Jean-François Bensahel
Confronting the New World Epistle to Paul and to Our Contemporaries
It so happens that a man was confronted with the same challenges, experienced the same anguish...

Marc Crépon
The Desire to Resist A Critical Mind for Our Times
The struggle against all forms of authority, a critical mind, and the ability to think for ourselves, are the best weapons against those who want to convince us of our insignificance.

Régis Debray
Believe, See, Do Crossings
In this work, Régis Debray gives free rein to his thoughts and tackles the varied subject matter provided by daily events encountered " in the news, out of the blue, or through friendship or surprise, at a moments notice and without great forethought. " The subjects he writes about range from " the Gulf War to a photo exhibit, from Tatis Jour de Fête to copyright registration, from a daydream about water to a meditation on road travel. " Other works by Régis Debray published by Editions Odile Jacob include Que Vive la République!, Tous Azimuts, and Transmettre.

Roger-Pol Droit
Living Today With Socrates, Epicurus, Seneca and All the Others
What have we lost by forgetting the teachings of Antiquity? And what can we find out for our own time by rediscovering the Classics?

Gilles Gaston Granger
Essay on a Philosophy of Style
This work offers a definition of the generalized concept of style, considered not only in an aesthetic manner but also as it applies to all human works. The author applies this concept first to mathematical works, and then to the more familiar realm of language, before sketching the project of a human sciences stylistic, complementing a history of knowledge and epistemology of structures. Gilles-Gaston Granger is a specialist in epistemology and an honorary professor at the Collège de France.

Roger-Pol Droit
Michel Foucault, interviews
On 25 June 1984, Michel Foucault died of AIDS-related complications at a hospital in Paris.
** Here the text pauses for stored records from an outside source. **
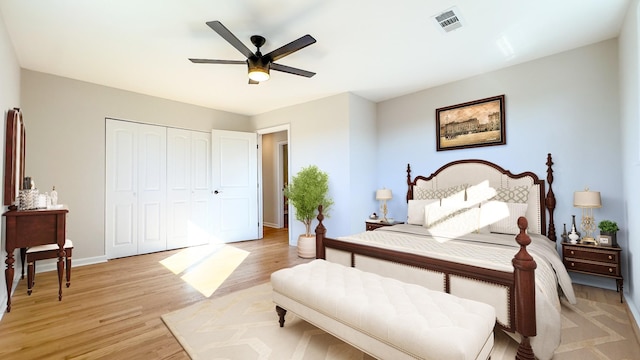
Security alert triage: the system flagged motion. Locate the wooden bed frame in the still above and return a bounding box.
[316,154,556,360]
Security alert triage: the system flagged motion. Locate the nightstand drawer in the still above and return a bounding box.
[366,222,384,231]
[563,246,620,265]
[564,257,620,276]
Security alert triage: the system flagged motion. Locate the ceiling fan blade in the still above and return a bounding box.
[189,58,247,65]
[264,35,316,61]
[271,63,316,77]
[207,20,255,58]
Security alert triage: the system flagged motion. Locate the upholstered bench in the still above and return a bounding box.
[271,260,496,360]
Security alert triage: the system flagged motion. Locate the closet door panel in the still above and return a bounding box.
[138,125,167,254]
[167,128,191,249]
[105,121,138,258]
[189,132,213,245]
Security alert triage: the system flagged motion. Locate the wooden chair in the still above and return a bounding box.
[22,239,73,295]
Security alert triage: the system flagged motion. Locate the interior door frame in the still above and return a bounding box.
[256,124,291,239]
[275,140,289,229]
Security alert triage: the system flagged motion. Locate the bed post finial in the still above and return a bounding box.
[544,153,557,242]
[316,204,327,259]
[512,216,537,360]
[407,164,413,204]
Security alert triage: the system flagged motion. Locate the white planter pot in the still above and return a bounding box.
[298,234,316,259]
Since then, his reputation and influence - already great during his lifetime - have not ceased to grow. Whether his subject was asylums, prisons or the history of sexuality, Foucault always tried to understand the organising forces behind prevalent social attitudes, by which a society defines itself, so as to disrupt the existing order. A philosopher as well as a historian, Foucault was an unclassifiable, unpredictable, subversive thinker, and the inventor of a new style of intellectual investigation. He rarely spoke of himself, or of his goals, or of his relations to his own writing, experiences and intellectual development. He did, however, talk about himself in a series of interviews that he gave me in June 1975, a few weeks after the publication of Discipline and Punish: The Birth of the Prison. Wishing to pay homage to his memory, I have gathered here three of those interviews, which were previously published in the press, along with some of my memories and thoughts about him, writes Roger-Pol Droit. Roger-Pol Droit is a research fellow in philosophy at the Centre National de la Recherche Scientifique (CNRS) and a columnist for the French daily newspaper Le Monde. He is the author of La Compagnie des philosophes, La Compagnie des contemporains, 101 Expériences de philosophie quotidienne and Dernières nouvelles des choses.

Christian Delacampagne
Of Indifference An Essay on the Banalization of Good and Evil
What can we forget, and what had we best remember? What is "good" and what is "bad" indifference? Christian Delacampagne proposes a re-evaluation of genocide and of crimes against humanity in the face of an intellectual confusion that leads, according to Hannah Arendt, to a real "banalization of evil." Christian Delacampagne is a philosopher and a journalist at Le Monde.